La música sale del armario

Que la música y el sexo tienen algo en común no se ha puesto nunca seriamente en entredicho. De aquí a preguntar cuáles son las características asociadas al género que

podría tener la música, sólo hay un paso. Esto es algo que sucede especialmente de manera obvia en el caso de la música relacionada con la construcción de la subjetividad burguesa. Más allá de los temas específicos de género, llegamos a meollo de la “nueva” musicología, como la denominaron conscientemente los defensores del enfoque “crítico” post-Kerman, un nombre que inevitablemente tiene un tiempo de caducidad muy corto. El nombre fue acuñado por Lawrence Kramer en 1990 y él es quien ha explicado en todo detalle su orden del día con más elocuencia que nadie. Un punto capital del mismo es la pretensión de la música de ser autónoma del mundo que la rodea, y especialmente de proporcionar un acceso directo y sin mediación alguna a valores absolutos de verdad y belleza. Esto se afirma sobre dos bases: en primer lugar, que no hay cosas tales como los valores absolutos y, en segundo, que no puede haber una cosa como un acceso sin mediación alguna; nuestros conceptos, creencias y experiencias anteriores se hallan involucradas en todas nuestras percepciones. Una musicología que es “crítica” en el sentido de la teoría crítica, que aspira sobre todo a exponer ideología, debe demostrar entonces que la música está repleta de significado social y político: que es irreductiblemente “mundana”, por utilizar uno de los términos predilectos de Kramer. La visión que presenta Tomlinson es posiblemente la más sombría de la musicología actual. En cualquiera de sus variedades, dice, y cualesquiera que sean las apariencias en sentido contrario, “crítica” significa entender la música desgajándola de su contexto histórico. Pero la visión de Tomlinson de una musicología sin música tiene pedigrí. Hay una fuerte vete de pesimismo cultural en la teoría crítica, resultante de la sensación de que la ideología no puede nunca erradicarse por completo. 

Algo que hacemos

La musicología que otorga importancia el género requiere exactamente lo mismo: supone escribir desde una identidad específicamente sexual. Una declaración de homosexualidad, la haga un cantante o un musicólogo, es un acto interpretativo. Eso es lo que, en su artículo, dice Cusick sobre la propia música: tendemos constantemente a olvidar, escribe, que “la música (como el sexo) es, antes de nada, algo que hacemos, nosotros los seres humanos, como un medio de explicar, reproducir y reforzar nuestra relación con el mundo, o nuestras nociones imaginadas de qué posibles relaciones podrían existir”.
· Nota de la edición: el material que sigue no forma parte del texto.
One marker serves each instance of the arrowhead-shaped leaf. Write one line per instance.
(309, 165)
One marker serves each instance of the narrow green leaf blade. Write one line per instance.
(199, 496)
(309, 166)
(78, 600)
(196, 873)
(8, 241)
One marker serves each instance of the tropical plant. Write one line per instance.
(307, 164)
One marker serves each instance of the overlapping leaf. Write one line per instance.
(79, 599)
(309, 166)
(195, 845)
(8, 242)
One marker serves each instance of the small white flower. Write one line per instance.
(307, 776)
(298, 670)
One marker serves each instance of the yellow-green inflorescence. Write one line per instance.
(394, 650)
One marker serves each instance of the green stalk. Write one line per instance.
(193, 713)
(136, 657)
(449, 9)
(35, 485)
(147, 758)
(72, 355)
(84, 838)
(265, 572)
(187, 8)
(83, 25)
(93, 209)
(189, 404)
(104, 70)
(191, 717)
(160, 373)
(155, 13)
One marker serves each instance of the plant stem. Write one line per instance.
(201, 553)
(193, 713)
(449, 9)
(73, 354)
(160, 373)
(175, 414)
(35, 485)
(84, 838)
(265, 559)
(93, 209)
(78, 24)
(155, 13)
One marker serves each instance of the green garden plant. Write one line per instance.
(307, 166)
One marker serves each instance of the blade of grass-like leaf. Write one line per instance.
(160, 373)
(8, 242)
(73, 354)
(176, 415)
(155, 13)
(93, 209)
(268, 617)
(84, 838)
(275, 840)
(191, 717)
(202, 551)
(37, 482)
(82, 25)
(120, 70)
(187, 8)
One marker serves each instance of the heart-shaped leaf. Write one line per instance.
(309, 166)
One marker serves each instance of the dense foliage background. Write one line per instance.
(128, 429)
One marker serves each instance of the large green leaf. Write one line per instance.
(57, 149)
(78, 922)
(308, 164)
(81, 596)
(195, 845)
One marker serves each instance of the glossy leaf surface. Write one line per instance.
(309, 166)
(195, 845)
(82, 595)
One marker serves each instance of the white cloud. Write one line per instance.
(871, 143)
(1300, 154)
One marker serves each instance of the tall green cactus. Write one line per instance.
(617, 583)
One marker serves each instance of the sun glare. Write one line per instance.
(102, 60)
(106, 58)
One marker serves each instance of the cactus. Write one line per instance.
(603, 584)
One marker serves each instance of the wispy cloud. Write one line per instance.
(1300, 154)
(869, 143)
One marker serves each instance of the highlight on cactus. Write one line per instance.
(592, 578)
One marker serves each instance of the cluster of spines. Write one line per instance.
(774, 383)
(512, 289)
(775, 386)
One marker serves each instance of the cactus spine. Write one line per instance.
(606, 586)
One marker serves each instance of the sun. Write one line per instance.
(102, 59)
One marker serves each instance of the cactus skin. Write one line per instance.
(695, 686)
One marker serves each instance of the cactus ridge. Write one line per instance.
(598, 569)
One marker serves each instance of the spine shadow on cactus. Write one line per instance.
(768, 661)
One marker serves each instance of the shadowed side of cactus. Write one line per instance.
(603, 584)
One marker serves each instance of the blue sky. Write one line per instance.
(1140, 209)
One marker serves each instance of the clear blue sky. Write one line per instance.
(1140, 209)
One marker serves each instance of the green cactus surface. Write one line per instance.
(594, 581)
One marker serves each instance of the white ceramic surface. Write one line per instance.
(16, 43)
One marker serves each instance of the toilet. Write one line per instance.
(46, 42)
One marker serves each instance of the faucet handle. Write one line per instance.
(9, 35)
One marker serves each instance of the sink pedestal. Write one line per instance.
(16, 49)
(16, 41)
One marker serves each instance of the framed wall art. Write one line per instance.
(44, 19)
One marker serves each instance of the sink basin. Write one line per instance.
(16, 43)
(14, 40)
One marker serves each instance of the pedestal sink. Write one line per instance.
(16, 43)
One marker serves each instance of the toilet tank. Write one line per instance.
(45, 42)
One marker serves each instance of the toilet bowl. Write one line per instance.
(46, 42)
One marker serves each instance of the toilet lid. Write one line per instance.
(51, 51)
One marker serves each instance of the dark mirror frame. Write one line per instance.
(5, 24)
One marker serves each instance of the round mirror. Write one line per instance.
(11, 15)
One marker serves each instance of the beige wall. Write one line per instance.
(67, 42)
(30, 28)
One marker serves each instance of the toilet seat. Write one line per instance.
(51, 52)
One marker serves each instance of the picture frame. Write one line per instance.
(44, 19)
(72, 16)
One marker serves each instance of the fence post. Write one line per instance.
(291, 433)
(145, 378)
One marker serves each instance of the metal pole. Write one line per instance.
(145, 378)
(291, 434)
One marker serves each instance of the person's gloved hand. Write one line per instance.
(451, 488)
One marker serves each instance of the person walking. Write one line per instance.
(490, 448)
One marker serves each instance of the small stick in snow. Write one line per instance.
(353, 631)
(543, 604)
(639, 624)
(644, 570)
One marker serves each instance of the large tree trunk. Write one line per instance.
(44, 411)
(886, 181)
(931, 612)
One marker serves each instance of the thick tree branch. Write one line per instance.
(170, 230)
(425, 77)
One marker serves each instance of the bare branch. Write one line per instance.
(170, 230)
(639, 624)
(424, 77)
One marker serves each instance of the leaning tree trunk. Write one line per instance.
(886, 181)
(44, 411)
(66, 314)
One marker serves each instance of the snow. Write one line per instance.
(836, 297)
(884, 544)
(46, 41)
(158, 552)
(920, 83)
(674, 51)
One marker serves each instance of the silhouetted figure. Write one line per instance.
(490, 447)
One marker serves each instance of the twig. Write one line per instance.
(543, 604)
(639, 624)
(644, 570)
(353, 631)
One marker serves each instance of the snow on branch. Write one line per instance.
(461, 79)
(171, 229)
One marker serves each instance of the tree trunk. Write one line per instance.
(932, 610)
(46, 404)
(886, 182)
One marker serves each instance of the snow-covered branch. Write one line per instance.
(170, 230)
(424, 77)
La función de una musicología verdaderamente “crítica” es, por supuesto, descubrir este contenido político, demostrar la ideología implicada en lo que podría parecer por lo demás un acto tan inocente como inocuo como la interpretación de un ciclo de canciones de Schumann. Pero esto no se conseguirá con un alejamiento pesimista de la música; por el contrario, exige compromiso con ella, pero un compromiso que reconozca la mundanidad de la música y que coloque a sabiendas al intérprete con ella.